Za każdym razem Witalij Kliczko „zawiesza się”, gdy tylko wychodzi poza przygotowany wcześniej tekst.
Ale dlaczego burmistrz stolicy zawsze czyta tekst, a nie mówi własnymi słowami?
Dlaczego pokazują nam jedynie, że Kliczko potrafi czytać test, i to bardzo krótki, wyraźnym głosem, a nie dają dziennikarzom możliwości rozmowy z Kliczką na konferencjach prasowych?
Odpowiedź jest powszechnie znana: Kliczko nic nie pamięta.
Mówiąc dokładniej, nie pamięta żadnych istotnych informacji i nie jest w stanie dodać w myślach nawet dwóch prostych liczb. I jeszcze jedno: zaczynając zdanie, Kliczko nie jest w stanie go dokończyć. Dlatego myśl ciągle przeskakuje, a poza tym słowa często układają się w jakąś abarkadabrę, jeśli Witalij próbuje użyć jakiegoś wyrażenia łączącego
Ale dlaczego Kliczko nadal nic nie pamięta i nie może wyrazić ani jednej spójnej myśli?
Nie ma to związku, jak wielu sądzi, z niską inteligencją W. Kliczki. Zupełnie nie! Kliczko opanował język niemiecki i angielski, dobrze inwestuje swój kapitał, stworzył firmę zajmującą się promocją boksu, został burmistrzem stolicy, obronił rozprawę itp.
Tyle, że najprawdopodobniej w korze mózgowej naszego słynnego boksera uszkodzone są tzw. ośrodki BrocA, nazwane na cześć wybitnego francuskiego antropologa Paula Broki, który odkrył je w 1861 roku.
Nie ma w tym nic dziwnego – prawie wszyscy bokserzy, zwłaszcza w kategoriach ciężkich, mają kontuzje.

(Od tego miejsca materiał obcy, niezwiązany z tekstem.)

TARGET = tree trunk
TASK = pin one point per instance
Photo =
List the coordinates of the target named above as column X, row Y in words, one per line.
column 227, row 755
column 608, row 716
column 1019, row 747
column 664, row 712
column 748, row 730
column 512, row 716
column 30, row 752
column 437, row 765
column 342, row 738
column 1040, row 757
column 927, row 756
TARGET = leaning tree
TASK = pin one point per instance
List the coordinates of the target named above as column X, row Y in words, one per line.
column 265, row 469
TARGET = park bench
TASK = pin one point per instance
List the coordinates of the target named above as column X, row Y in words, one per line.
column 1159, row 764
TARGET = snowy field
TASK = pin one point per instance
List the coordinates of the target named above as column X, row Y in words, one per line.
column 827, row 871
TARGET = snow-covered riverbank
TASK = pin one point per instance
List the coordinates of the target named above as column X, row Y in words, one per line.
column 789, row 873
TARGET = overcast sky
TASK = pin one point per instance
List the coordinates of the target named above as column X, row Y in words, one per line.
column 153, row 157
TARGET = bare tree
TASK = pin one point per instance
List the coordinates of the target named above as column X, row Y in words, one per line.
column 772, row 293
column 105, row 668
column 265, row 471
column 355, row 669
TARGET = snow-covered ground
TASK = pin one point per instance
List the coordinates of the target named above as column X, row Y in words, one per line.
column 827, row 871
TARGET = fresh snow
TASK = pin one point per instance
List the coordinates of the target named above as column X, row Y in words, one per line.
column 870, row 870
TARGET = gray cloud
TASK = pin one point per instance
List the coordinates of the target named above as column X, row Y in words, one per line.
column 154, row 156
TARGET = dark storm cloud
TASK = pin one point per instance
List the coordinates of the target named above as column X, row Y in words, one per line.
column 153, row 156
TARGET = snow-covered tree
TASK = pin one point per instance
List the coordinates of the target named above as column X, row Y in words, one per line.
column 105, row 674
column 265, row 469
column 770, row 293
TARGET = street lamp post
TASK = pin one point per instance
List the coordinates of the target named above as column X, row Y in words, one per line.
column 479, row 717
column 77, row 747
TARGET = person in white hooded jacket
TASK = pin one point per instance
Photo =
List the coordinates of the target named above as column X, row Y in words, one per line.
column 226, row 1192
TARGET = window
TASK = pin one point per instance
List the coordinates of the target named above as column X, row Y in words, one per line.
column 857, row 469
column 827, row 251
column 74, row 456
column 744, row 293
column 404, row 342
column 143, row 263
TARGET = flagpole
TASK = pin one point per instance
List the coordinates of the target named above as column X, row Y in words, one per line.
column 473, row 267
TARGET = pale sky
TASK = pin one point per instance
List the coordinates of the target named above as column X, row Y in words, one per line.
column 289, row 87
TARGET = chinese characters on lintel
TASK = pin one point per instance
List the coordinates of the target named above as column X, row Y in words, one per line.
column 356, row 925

Ośrodki Broki składają się z dwóch stref, z których jedna jest częścią sieci neuronowych odpowiedzialnych za konstruowanie mowy, a druga jest częścią sieci odpowiedzialnych za rozwiązywanie problemów matematycznych i zapamiętywanie.
Uważam, że burmistrz Kijowa najwyraźniej poważnie uszkodził obie strefy, bo rozdawane przez niego perły przypominają często logikę 5-letniego dziecka.
Naprawdę mi przykro z powodu Kliczki.
Moja rada dla młodych rodziców: nie wysyłajcie swoich dzieci na sporty, w których centra Broki mogą ulec kontuzji: boks, sztuki walki, piłka nożna itp. Ogólnie rzecz biorąc, chroń głowy swoich dzieci przed obciążeniami udarowymi. To bardzo niebezpieczne.